Hello SonarQube Community,

  • which version: SonarQube 8.7.0.41497

  • how is configured my instance:

My instance of SonarQube is connected to Active Directory.
AD users are able to log-in to SonarQube with their AD account.
I have configured groups in SonarQube (same group names as in AD) with different sets of permissions for different kind of users.

Example:

The permissions are correctly applied when the different users log-in: a user that belongs to MyGroup-Admin is able to administrate the instance, while a user that belongs to MyGroup-DevOps can’t.
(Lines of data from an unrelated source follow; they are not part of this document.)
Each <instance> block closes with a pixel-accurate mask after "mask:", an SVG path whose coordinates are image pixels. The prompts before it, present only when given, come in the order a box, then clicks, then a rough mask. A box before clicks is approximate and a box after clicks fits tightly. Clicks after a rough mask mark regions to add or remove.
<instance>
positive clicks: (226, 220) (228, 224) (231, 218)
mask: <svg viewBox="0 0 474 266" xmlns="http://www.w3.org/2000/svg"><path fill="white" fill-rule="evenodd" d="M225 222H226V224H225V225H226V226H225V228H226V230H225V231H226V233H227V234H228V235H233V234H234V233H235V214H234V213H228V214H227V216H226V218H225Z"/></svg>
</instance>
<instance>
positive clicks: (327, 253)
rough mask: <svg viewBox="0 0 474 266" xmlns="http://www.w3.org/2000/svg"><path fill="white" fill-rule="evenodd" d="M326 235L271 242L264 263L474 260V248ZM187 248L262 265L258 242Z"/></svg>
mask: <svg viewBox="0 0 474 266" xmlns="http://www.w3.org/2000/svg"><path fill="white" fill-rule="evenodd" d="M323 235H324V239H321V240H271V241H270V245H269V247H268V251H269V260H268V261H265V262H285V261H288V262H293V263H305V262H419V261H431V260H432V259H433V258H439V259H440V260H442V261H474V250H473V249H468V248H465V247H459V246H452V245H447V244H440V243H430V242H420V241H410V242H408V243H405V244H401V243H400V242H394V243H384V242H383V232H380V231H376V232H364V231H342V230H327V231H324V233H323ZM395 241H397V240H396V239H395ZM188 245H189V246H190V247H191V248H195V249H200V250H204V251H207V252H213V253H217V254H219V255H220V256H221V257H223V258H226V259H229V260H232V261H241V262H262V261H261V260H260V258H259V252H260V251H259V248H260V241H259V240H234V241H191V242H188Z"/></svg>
  • what are you trying to achieve:

I log-in with an AD user that belongs to MyGroup-Admin, and I want to edit portfolios, but I can’t as I don’t see “Portfolio Settings” on the top.

Whereas, if I log-in with a user that I have created in SonarQube, which has the exact same permissions as the ones set for MyGroup-Admin, and which belongs to sonar-administrators, I am able to edit portfolios as I can see and click on “Portfolio Settings”.

  • what have you tried so far to achieve this:

I have tried to assign the group ‘sonar-administrators’ to the specific users that connect from AD, but it keeps on being removed when they log-in to SonarQube.

I would rather not adding ‘sonar-administrators’ as a group in AD.


Any idea what could be the issue? Can you please help me with that?

Thank you very much!

-Guillaume

Hey Guillaume,

Make sure that the permission template being applied to new Portfolios contains the groups you need (MyGroup-Admin).

For existing portfolios you can reapply a permission template (Global Administration > Projects > Management and filter to Portfolios) or just add the group in the Portfolio settings while logged in with a local user belonging to sonar-administrators.

Brilliant! Thanks a lot Colin, I got what I wanted after updating the Permission Template.

edit: Happy Birthday Colin :birthday:

-Guillaume

1 Like

Hey @ggoisset i have just asked a question concerning SSO here and now i read your question/concern here … and i think to myself:

wait, maybe Guillaume - in his setting - did find a solution how to SSO while using AD-LDAPS! :innocent:

so … if i may ask … did you? Are you using SSO for your users or do they have to manually enter credentials? :nerd_face:

thank you for consideration! :blush: :pray:

cheers
Daniel

This topic was automatically closed 7 days after the last reply. New replies are no longer allowed.